Наде тогда было паршиво. И тут подходит Абрамов: – Я слышал, Ахмеда увольняют. Я слова не имею, Надечка. Но хороший человек, неужели ничего нельзя сделать.

– Абрамов, отойдите от меня. – Говорит Надя. – На большое расстояние. Прошу ко мне сегодня не обращаться и ни о чем не спрашивать.

– К Юде у меня здоровое классовое чувство. – Говорит Марик. – Как в мафии. Ничего личного. Только классовое. Он по одну сторону баррикад, я по другую. – И Марик ребром ладони показывает на столе, где он, а где Юда. У Марика длиннющие пальцы, рука тонкая, совершенно непохожа на рабочую. Юда ест, хоть за отдельным столом, но в общем зале. Там же, где все. И так же стоит в очереди с подносом. Никаких себе поблажек.

– Я теперь могу оценить, как там в Союзе. Это же благодать, для начальства отдельный кабинет. Ты их не видишь, они тебя. Кусок в горло не лезет, когда эта рожа рядом. Двух людей я не перевариваю. – Марик разглагольствует, он из всей бригады самый живой и общительный. – Юду как пролетарий эксплуататора, и Наримана – лично. И всю их гадскую систему, со всеми этими автобусиками, с этими обедами. Никакой романтики.

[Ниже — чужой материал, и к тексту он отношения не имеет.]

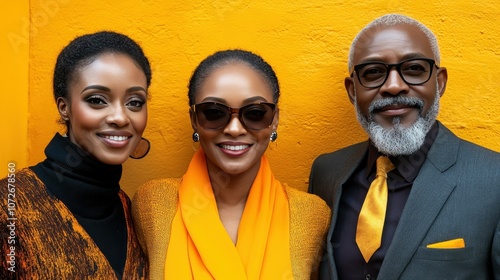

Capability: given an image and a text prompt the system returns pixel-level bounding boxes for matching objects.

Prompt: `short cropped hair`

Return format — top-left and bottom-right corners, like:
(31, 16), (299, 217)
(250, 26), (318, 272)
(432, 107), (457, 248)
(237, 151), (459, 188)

(347, 14), (441, 73)
(53, 31), (151, 102)
(188, 49), (280, 105)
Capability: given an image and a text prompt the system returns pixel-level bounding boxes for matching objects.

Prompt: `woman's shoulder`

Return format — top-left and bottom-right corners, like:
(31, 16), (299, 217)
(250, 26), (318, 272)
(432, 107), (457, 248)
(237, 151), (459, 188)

(283, 184), (331, 217)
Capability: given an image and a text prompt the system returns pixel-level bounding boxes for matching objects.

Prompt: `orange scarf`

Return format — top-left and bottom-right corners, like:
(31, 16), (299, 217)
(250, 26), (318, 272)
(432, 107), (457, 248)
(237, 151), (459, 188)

(165, 149), (293, 280)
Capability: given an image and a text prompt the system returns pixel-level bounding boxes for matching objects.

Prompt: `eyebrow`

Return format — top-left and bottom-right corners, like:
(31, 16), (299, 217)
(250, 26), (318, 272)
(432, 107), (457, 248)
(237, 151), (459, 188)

Действительно, все организовано предельно. На работу и с работы автобусом, буквально к самому дому. И сидя, конечно, чтобы, не дай Б-г, не устать раньше времени. Чтобы доехать полному сил, здесь их из тебя высосут. Автоматы кругом, обед как в приличном кафе. Юда тем же питается, так что без обмана. Там, на кухне, хоть наших половина, а тоже работой дорожат.

– А Наримана я очень не люблю. Это уже по-человечески. – Повторяет Марик. – Нариман – бакинский еврей. Угодливый до тошноты. К Наде сразу: – Тетя Надечка.

– Нариман, у меня все племянники дома.

Отошел и снова проверяет: – Тетечка Надя.

– Я же вам сказала.

– Знаешь, напиши на Ольга, что плохо убирает.

– Почему, плохо?

– Ты видишь, я с утра иду, тряпка совсем сухой. Значит, плохо убирал.

– Ладно, давай работай.

Вечером опять подходит, льстивый: – Слушай, дорогая, не пиши на Ольга. Я подумал. Лучше не надо. Зачем неприятность.

Нариман очень туп. В цеху он, как был уборщик, так и остался. Рабочие получают намного больше, и Нариман хотел бы, но явно не справляется. Как-то Володя устроил переполох.

– Слушай, Нариман. Я тебе скажу, если ты не трепло.